Friday, March 16, 2018

Strength


This bible verse really speaks to me on a personal level, so I am going to tell the story of when this was true for me.

Scene: Senior year of high school
Problem: Graduating

My senior year was stressful for me to get through because I was in three math classes and an AP class, which really took a toll on me. Math isn't my forte and having to take three didn't agree with me at all because it was really hard to get through them. Thankfully, I had to only take one of them the first semester... and then I had to do credit recovery for that class I didn't have to be in anymore because I failed it.

I really struggled with credit recovery because I didn't want to do it, but I knew that I had to if I wanted to graduate. The good thing about credit recovery was that it took place after school, so I was able to concentrate on my regular classes. The AP class I was taking was hard only because there was a lot of writing involved and I wasn't that good at writing the assignments.

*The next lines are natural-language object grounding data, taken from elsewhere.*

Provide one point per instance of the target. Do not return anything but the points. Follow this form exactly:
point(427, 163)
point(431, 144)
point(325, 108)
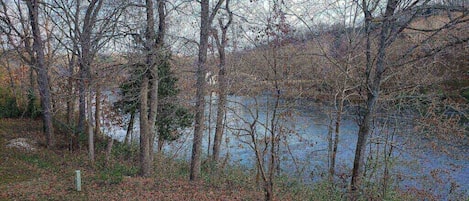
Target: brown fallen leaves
point(49, 175)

Second semester was somewhat easier because my classes changed making it easier for me to handle. The problem still lied with credit recovery along with the two math classes I was still in. I was struggling with finishing credit recovery on time and passing my classes, but the closer graduation came I stared to slowly pull ahead. At this point I had people who doubted that I would be able to graduate on time, but I was feeling confident in my abilities and I was really praying for the strength to accomplish it.

I was told that in order for me to graduate I had to pass credit recovery, the extracurricular classes, the AP class, and either one of the math classes. During the last week or so until my last day of school I was getting help with credit recovery from one of the teachers causing me to finish on the last day. I was so happy that I finished on time with credit recovery, but I had to wait until I knew if I passed my other classes. I was starting to get nervous and I started to pray harder about passing. The day came when I found out and I was ecstatic because I did indeed pass making me able to graduate.

Without God the outcome might have been something entirely different than what actually took place. This proved that Bible verse in the beginning of this blog and I am really grateful to Him for providing that strength. I showed everyone who doubted that I wouldn't graduate that I could get through senior year and it made me extremely proud of myself.